General Dynamics (NYSE:GD) boasts some impressive dividend stats. But that doesn't mean it's the best option for income investors looking to invest in the aerospace and military spaces. If you're looking at General Dynamics, here are two more dividend payers you might want to examine right now.
It's hard to top General Dynamics' dividend credentials. For example, it's increased its disbursement annually for 24 years. And the annualized dividend growth rate is an impressive 13%. That's well above the historical inflation level, so income investors are basically getting annual raises.
But there are some problematic issues here, too. For example, the yield has recently been in the 2.2% range. That's lower than what you could get by simply buying an S&P 500 Index ETF. The stock is also looking a little pricey compared with its recent history. It's trailing price to earnings ratio is around 8% above its five-year average. The price-to-book ratio is about 45% above its trailing five-year average. And the trailing price-to-cash flow ratio is about 60% above its five-year average. The dividend yield, meanwhile, is below the five-year average of 2.3%. In other words, General Dynamics looks a little expensive right now.

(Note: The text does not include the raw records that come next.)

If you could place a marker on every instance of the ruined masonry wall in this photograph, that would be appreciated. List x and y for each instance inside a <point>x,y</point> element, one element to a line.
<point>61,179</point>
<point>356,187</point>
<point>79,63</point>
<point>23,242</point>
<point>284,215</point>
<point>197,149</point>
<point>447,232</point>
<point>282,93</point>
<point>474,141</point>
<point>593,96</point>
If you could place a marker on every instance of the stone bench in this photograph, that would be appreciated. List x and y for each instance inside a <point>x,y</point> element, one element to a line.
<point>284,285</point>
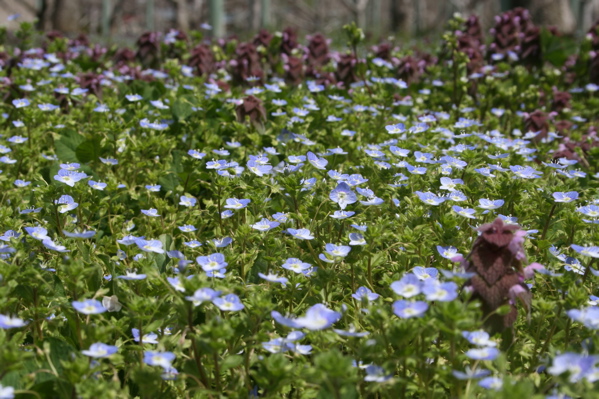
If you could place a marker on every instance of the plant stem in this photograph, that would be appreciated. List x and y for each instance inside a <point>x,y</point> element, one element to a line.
<point>548,220</point>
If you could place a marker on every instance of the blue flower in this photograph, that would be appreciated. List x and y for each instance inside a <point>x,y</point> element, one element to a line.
<point>273,278</point>
<point>490,204</point>
<point>39,233</point>
<point>376,374</point>
<point>69,177</point>
<point>187,201</point>
<point>89,306</point>
<point>318,317</point>
<point>470,374</point>
<point>234,203</point>
<point>265,225</point>
<point>356,239</point>
<point>491,383</point>
<point>525,172</point>
<point>84,234</point>
<point>153,187</point>
<point>47,107</point>
<point>579,366</point>
<point>221,242</point>
<point>97,185</point>
<point>318,163</point>
<point>466,212</point>
<point>408,286</point>
<point>150,338</point>
<point>21,102</point>
<point>589,210</point>
<point>99,350</point>
<point>425,273</point>
<point>480,338</point>
<point>447,252</point>
<point>230,303</point>
<point>337,250</point>
<point>297,266</point>
<point>153,212</point>
<point>7,322</point>
<point>48,243</point>
<point>7,392</point>
<point>565,197</point>
<point>592,251</point>
<point>486,353</point>
<point>407,309</point>
<point>192,244</point>
<point>437,291</point>
<point>430,198</point>
<point>132,276</point>
<point>258,169</point>
<point>149,245</point>
<point>66,203</point>
<point>303,234</point>
<point>588,316</point>
<point>343,195</point>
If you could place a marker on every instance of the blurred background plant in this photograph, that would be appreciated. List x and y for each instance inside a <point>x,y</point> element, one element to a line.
<point>125,20</point>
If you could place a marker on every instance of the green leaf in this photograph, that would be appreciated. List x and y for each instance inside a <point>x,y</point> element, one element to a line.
<point>182,108</point>
<point>169,182</point>
<point>89,150</point>
<point>231,361</point>
<point>66,145</point>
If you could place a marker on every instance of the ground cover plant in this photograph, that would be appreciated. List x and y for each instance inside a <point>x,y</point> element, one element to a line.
<point>270,219</point>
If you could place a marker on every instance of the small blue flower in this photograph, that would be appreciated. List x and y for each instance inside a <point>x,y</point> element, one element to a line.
<point>490,204</point>
<point>149,245</point>
<point>343,195</point>
<point>21,102</point>
<point>234,203</point>
<point>97,185</point>
<point>318,163</point>
<point>99,350</point>
<point>265,225</point>
<point>149,338</point>
<point>187,201</point>
<point>273,278</point>
<point>565,197</point>
<point>408,286</point>
<point>430,198</point>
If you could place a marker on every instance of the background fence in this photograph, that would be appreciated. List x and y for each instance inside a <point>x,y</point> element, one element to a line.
<point>127,19</point>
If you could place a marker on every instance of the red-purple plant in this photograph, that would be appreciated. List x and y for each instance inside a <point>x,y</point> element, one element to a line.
<point>251,108</point>
<point>202,60</point>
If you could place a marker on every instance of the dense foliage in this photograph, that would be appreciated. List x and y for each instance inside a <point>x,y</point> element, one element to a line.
<point>267,219</point>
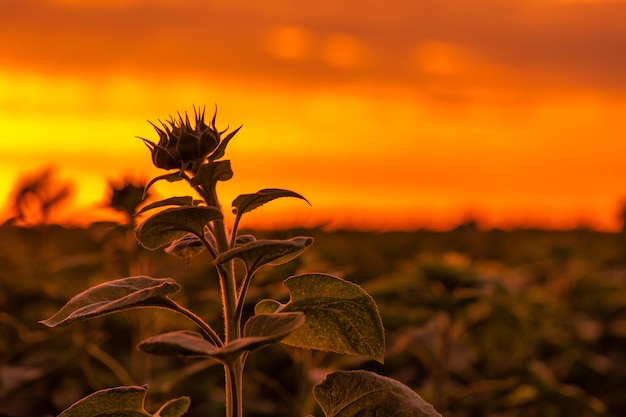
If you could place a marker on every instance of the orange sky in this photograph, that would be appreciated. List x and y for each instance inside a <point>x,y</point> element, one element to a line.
<point>393,114</point>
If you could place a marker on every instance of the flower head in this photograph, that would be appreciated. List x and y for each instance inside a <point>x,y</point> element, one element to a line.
<point>182,145</point>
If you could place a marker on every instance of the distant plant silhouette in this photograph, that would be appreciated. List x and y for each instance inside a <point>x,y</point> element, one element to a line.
<point>37,195</point>
<point>324,312</point>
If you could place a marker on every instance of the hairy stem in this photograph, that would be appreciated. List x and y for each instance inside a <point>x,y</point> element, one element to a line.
<point>204,326</point>
<point>233,370</point>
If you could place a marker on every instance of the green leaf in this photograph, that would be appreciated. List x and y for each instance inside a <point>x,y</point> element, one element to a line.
<point>123,402</point>
<point>186,247</point>
<point>113,296</point>
<point>174,408</point>
<point>171,177</point>
<point>179,343</point>
<point>248,202</point>
<point>209,174</point>
<point>118,402</point>
<point>340,316</point>
<point>260,330</point>
<point>273,327</point>
<point>363,393</point>
<point>258,253</point>
<point>221,149</point>
<point>172,201</point>
<point>174,223</point>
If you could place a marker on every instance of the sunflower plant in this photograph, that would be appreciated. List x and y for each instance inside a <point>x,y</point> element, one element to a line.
<point>323,312</point>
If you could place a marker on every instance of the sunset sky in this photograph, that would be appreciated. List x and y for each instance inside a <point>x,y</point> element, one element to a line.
<point>394,114</point>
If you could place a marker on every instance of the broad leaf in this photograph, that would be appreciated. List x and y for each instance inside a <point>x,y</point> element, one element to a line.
<point>179,343</point>
<point>171,224</point>
<point>258,253</point>
<point>259,331</point>
<point>113,296</point>
<point>209,174</point>
<point>273,327</point>
<point>174,408</point>
<point>118,401</point>
<point>123,402</point>
<point>172,201</point>
<point>170,177</point>
<point>248,202</point>
<point>363,394</point>
<point>186,247</point>
<point>340,316</point>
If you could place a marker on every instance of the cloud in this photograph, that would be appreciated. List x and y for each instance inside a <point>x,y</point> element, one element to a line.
<point>556,43</point>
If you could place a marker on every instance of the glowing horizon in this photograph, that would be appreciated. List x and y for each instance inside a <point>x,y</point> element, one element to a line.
<point>377,121</point>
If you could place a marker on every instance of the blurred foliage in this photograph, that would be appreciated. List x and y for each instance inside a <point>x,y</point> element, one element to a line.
<point>480,323</point>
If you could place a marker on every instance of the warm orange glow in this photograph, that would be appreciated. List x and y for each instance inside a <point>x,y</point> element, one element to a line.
<point>380,121</point>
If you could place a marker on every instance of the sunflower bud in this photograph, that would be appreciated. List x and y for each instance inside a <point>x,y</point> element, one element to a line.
<point>181,145</point>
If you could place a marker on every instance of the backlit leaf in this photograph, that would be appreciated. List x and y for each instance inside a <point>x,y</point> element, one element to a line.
<point>258,253</point>
<point>340,316</point>
<point>273,327</point>
<point>123,402</point>
<point>221,149</point>
<point>174,408</point>
<point>172,201</point>
<point>119,402</point>
<point>174,223</point>
<point>209,174</point>
<point>364,394</point>
<point>170,177</point>
<point>248,202</point>
<point>260,330</point>
<point>113,296</point>
<point>186,247</point>
<point>179,343</point>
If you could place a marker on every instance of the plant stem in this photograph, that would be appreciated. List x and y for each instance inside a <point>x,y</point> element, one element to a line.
<point>206,329</point>
<point>233,370</point>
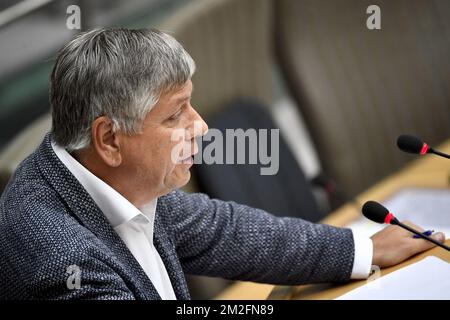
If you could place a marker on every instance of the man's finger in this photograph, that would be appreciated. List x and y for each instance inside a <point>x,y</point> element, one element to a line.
<point>425,244</point>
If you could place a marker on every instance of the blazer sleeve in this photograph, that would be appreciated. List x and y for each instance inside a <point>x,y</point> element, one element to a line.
<point>233,241</point>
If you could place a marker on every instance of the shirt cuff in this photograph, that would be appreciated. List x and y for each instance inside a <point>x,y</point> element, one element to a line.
<point>363,257</point>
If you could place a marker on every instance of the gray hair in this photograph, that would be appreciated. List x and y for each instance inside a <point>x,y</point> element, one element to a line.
<point>118,73</point>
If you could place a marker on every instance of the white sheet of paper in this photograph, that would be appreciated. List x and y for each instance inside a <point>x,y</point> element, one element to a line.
<point>428,208</point>
<point>428,279</point>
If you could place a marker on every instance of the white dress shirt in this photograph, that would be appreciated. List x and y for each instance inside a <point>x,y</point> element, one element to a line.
<point>133,225</point>
<point>362,264</point>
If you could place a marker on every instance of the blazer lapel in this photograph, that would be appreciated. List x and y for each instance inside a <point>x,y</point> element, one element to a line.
<point>169,257</point>
<point>89,214</point>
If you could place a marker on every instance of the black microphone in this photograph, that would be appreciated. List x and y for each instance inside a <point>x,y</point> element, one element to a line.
<point>412,144</point>
<point>376,212</point>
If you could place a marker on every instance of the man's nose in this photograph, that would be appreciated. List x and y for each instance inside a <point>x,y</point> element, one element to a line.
<point>198,126</point>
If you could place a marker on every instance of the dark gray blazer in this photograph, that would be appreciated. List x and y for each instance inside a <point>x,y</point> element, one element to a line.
<point>48,222</point>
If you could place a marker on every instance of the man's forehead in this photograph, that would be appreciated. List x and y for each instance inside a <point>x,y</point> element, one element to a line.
<point>182,93</point>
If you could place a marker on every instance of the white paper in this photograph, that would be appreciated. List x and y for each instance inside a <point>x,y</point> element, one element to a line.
<point>428,279</point>
<point>428,208</point>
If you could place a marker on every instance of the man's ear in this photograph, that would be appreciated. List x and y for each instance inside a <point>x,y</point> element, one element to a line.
<point>106,142</point>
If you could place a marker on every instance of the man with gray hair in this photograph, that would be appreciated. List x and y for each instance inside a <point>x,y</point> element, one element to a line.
<point>95,212</point>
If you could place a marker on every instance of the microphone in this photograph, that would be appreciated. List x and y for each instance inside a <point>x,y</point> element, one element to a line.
<point>412,144</point>
<point>376,212</point>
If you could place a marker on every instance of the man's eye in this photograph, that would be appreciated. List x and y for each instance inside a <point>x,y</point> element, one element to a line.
<point>176,115</point>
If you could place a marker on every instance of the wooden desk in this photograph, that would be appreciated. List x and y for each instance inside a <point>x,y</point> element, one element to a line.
<point>428,171</point>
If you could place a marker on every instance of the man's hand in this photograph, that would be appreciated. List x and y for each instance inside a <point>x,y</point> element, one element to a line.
<point>393,245</point>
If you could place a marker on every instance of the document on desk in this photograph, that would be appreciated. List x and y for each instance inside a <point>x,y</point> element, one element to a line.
<point>428,279</point>
<point>428,208</point>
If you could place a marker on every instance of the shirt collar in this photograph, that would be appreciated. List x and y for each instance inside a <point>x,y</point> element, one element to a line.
<point>117,209</point>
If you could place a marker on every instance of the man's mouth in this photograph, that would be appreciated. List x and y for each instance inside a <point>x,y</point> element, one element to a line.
<point>187,160</point>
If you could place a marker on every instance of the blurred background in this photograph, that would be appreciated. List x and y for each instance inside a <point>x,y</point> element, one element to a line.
<point>339,92</point>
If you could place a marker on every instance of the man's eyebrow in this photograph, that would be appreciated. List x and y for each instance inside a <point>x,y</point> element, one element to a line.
<point>182,99</point>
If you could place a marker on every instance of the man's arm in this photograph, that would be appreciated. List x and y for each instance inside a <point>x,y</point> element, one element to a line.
<point>233,241</point>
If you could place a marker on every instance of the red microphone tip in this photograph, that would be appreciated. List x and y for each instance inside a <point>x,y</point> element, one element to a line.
<point>388,218</point>
<point>424,149</point>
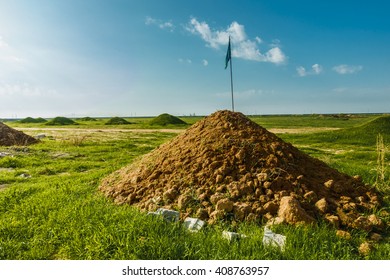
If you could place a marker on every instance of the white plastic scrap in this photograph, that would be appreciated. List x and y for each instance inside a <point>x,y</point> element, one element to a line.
<point>232,236</point>
<point>193,224</point>
<point>168,215</point>
<point>273,239</point>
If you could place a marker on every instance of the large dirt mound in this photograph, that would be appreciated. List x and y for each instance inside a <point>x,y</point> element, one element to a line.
<point>226,167</point>
<point>11,137</point>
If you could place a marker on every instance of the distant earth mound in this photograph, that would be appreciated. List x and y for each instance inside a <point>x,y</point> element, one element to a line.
<point>166,119</point>
<point>32,120</point>
<point>88,119</point>
<point>378,125</point>
<point>117,120</point>
<point>61,121</point>
<point>11,137</point>
<point>226,167</point>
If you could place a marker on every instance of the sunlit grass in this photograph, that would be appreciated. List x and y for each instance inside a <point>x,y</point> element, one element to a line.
<point>58,212</point>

Similar, but higher, yields
Clearly, these three companies are different in many ways. General Dynamics is in the aerospace and military spaces. Boeing falls into both of those but has a heavier focus on the commercial aerospace side of things. United Technologies, meanwhile, is far more diversified than either General Dynamics or Boeing, making things such as elevators and climate-control equipment. However, about half of its business is tied to aerospace. So these three companies aren't the same, but they rhyme well enough that you could probably switch one for the others.
And both Boeing and United Technologies yield more than General Dynamics. Boeing has the highest yield at around 3.7%, but United Technologies' 2.9% yield is still notably higher than what you can get from General Dynamics. And both are higher than the 2.8% or so yield available from an S&P Index ETF.
Stacking them up to some other dividend metrics is interesting, too. For example, United Technologies has a 22-year history of annual dividend increases. And while Boeing's streak is only at five years, that's because it hit the pause button after the 2007-to-2009 recession. It had been increasing regularly before that point.
Top honors on dividend growth, meanwhile, go to Boeing, with an annualized rate over the past decade of around 14%. United Technologies was in a virtual tie with General Dynamics at about 13%. This one is kind of mincing words, but it shows that despite the pause that Boeing took during a difficult stretch, investors have still been well rewarded overall on the dividend growth front.
That's a start ...
But there's more to this suggestion than just yield. Boeing is trading at around 8 times its trailing cash flow compared with its five-year average of 11.5. And its trailing price-to-earnings ratio is about 7% below its five-year average. That said, the airplane maker's price-to-book ratio is about 18% above its five-year average. But with so many other metrics in its favor, Boeing is still a worthy alternative to General Dynamics, even though it's seeing a slowdown in some airplane orders.
United Technologies' trailing price-to-earnings ratio, meanwhile, is about 17% below its five-year average. Its price-to-book value ratio is about 20% below the five-year average. And its trailing price-to-cash flow is about 12% below its five-year average. So it's pretty consistent across the board. United Technologies appears to be relatively cheap compared with recent history.
To be fair, United Technologies is likely to face the same global growth headwinds in 2016 that caused it to reduce its full-year 2015 earnings guidance last year. So investors focused on quarter-to-quarter earnings variations have a reason to be concerned. But the conglomerate has been reworking its business to boost long-term growth prospects, including the sale of its helicopter business. And from a big picture standpoint it remains a well-positioned business with industry leading brands and products.
Both Boeing and United Technologies offer yields that are above their five-year averages, by the way.
Toss General Dynamics!
Does any of this mean you should simply forget about General Dynamics as an investment? No. There are trade-offs in any investment you make, and you might decide that General Dynamics is worth the premium price it appears to have today. However, don't stop your research process there. Boeing and United Technologies are similar companies with what appear to be more compelling value characteristics and higher yields. In the end, you might decide that General Dynamics is a great company, but that Boeing and United Technologies are just a better option right now.